公開日:2025.10.15
住宅ローンを検討する際、「自分の年収でいくら借りられるのか」と気になる方は多いのではないでしょうか。この記事では、年収400万円〜1,800万円の世帯を対象に、住宅ローンの無理なく返済できる「借入適正額」の目安を早見表でわかりやすく紹介します。
また、将来の生活も見据えた住宅購入の注意点についても解説しています。年収別の詳細ページへのリンクも掲載しているので、ご自身の状況に合った情報をすぐに確認できます。
住宅ローンを検討する際、「いくら借りられるか」だけでなく、「無理なく返済できるか」も重要なポイントです。その判断には、以下の2つの指標が役立ちます。

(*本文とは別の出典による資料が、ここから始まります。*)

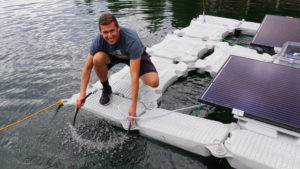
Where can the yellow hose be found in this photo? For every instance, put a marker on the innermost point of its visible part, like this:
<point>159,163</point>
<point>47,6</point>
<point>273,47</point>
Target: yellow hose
<point>55,103</point>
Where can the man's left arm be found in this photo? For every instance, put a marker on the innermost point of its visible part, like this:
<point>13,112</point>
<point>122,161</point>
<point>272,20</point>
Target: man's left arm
<point>134,72</point>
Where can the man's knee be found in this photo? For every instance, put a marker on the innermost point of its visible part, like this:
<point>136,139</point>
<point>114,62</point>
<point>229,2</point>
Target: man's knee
<point>154,82</point>
<point>101,58</point>
<point>151,79</point>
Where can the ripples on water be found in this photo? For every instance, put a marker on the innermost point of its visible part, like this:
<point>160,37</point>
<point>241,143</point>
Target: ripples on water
<point>42,51</point>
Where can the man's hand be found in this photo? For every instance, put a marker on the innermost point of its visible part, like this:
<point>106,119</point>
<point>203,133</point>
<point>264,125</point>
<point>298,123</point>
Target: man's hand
<point>132,112</point>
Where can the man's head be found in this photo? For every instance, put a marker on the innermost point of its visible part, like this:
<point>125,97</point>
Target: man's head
<point>109,28</point>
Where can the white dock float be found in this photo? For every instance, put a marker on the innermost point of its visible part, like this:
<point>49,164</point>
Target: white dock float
<point>244,145</point>
<point>184,131</point>
<point>252,150</point>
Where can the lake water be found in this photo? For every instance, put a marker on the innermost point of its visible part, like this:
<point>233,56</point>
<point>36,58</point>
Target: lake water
<point>43,48</point>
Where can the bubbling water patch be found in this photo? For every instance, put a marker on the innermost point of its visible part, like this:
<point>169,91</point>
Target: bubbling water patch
<point>95,142</point>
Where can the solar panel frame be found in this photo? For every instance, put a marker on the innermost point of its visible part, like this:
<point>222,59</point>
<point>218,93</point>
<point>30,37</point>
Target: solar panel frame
<point>267,116</point>
<point>274,31</point>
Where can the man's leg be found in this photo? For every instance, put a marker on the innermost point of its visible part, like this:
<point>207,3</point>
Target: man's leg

年収倍率とは、住宅購入に必要な金額が世帯年収の何倍にあたるかを示す指標です。住宅金融支援機構の調査によると、フラット35利用者の年収倍率は、住宅の種類によって以下のように分布しています。
住宅の種類 | 年収倍率 |
---|---|
土地付注文住宅 | 7.5倍 |
マンション | 7.0倍 |
注文住宅 | 6.9倍 |
建売住宅 | 6.7倍 |
中古マンション | 5.5倍 |
中古戸建 | 5.3倍 |
出典)住宅金融支援機構「2024年度 フラット35利用者調査(年収倍率(融資区分別)の推移)p.12」
住宅金融支援機構の統計によれば、上図のように住宅の種類によって年収倍率は大きく異なります。ただし、この年収倍率は「購入可能な金額の目安」を示すものであり、必ずしも「無理なく返済できる金額」とは限りません。
また、今回のデータは住宅金融支援機構の調査結果に基づく【フラット35】に限ったものであるため、あくまで参考値として活用し、個別の資金計画を立てることが大切です。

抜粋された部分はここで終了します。